Monday, March 04, 2024

As the Gods Will (Kamisama no iu tôri)

  You can't be prolific and consistent; That's just common sense. And when you're as insanely prolific as Takashi Miike... well, you're definitely going to have some turds composting in between the folds of your bloated filmography. To reach those sort of numbers, you simply can't give a fuck about what you're making a lot of the time.
 If Blade of the Immortal was Miike's 100th film, then by my count As the Gods Will was his 94th - the second and final film he made on 2014. And it is an absolute stinker.

 Shun (Sôta Fukushi) is a whiny piece of shit of a high-schooler, one of those insufferable "woe is me, my life is so boooooring" pieces of shit characters that's got not one but two beautiful girls pining for him*. So of course he gets a sort of supernatural intervention, in the form a group of sentient toys that hijack all the high schools in the world and force the students in them to play children's games... to the death.
 It actually starts out pretty promising! Juvenile, sure, but it opens up in media res, with a bunch of students up to their ankles in beheaded classmates, and cuts back and forth in a pretty engaging way until it's clear that an animated daruma doll popped out of a teacher's head and is now playing red light, green light with the kids - and if it catches anyone of them moving, their heads explode in a shower of blood and red marbles.

I give this movie one finger out of ten. Doesn't even deserve two.

 But as soon as we're all caught up, the kids start talking and the script (by Hiroyuki Yatsu) rears its misshapen, incompetent head. It's based on a Manga by Muneyuki Kaneshiro and Akeji Fujimura, and holy fuck is that ever obvious; all the typical bottom-of-the-barrel formulaic manga stench wafts out and immediately overpowers anything else, voiding any chance that this could ever be any good; Constant pauses (...), people just muttering each other's names and constantly explaining what just happened to each other, tropes instead of characters, screaming, cheap melodrama. Plot holes, constant dramatic emphasis, bullshit philosophies and folks acting in deeply stupid ways to 'enhance' the drama. Fuck. This. Shit.
 Plotwise, Shun keeps making it through increasingly bizarre, deadly games (shooting hoops with a giant good luck cat statue, playing werewolf with an extreme snowboarding bear) and running into fellow high-school survivors - two love interests (Shoko Takase and Hirona Yamazaki) and Takeru (Ryunosuke Kamiki), your stereotypical anime psycho. But honestly, the only game that holds interest is the first one. While things do get admirably ridiculous now and again - you can see why this, on paper, would have caught Miike's eye - unfortunately it's all diminishing returns after that first game.

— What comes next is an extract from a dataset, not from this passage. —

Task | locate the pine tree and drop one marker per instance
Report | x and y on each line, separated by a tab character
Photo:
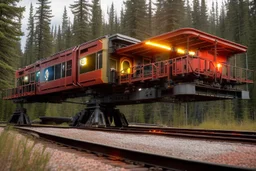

 This might call to mind Squid Games, but... honestly? It's just more tripe in the vein of Battle Royale (a movie I personally kind of despise, but is still miles better than this) - teens forced to kill each other to arbitrary and bizarre rules equals easy symbolism without the need to have anything to say; let the critics and viewers fall over each other to say it for you.

 Worst of all is that Miike is on full professional mode and shows way too much restraint by only implying most of the carnage, or diluting it with magical realist touches like the red marbles at the beginning (which, to be honest, was pretty cool; it's the only good one, though). Dammit, I want to see those pieces of shit get carved into smaller pieces of shit; Here, when someone gets a deadly case of the splits, we never see flesh tearing or get to linger on the aftermath- just a glimpse of a little blood pooling. This, from the guy who brought us Ichi the Killer! Who the fuck thought it'd be a good idea to hobble him with the Japanese equivalent of a PG13 rating?

 It's not a complete complete waste of time. There's flashes of fun every now and then, some amusing cruelty, and the material brings out a little of Miike's anarchic spirit every now and then. The X-TREME polar bear is funny. Not enough - not even nearly enough to justify watching the whole thing, though.
 I'm sure it's not even near the bottom of this director's films quality-wise - I've only seen, at a guess, twenty or so, and the very worst probably never made it out of Japan. But it definitely is the worst one of his I've seen, and I really wouldn't want to see him doing worse than this turgid, bloated (almost two hours!), inane, fucking stupid pile of reheated, anime tropes that were never above piss-poor to begin with.


*: Also, he sucks at Resident Evil 6, and by extension sucks at choosing Resident Evil games. Fuck that dude.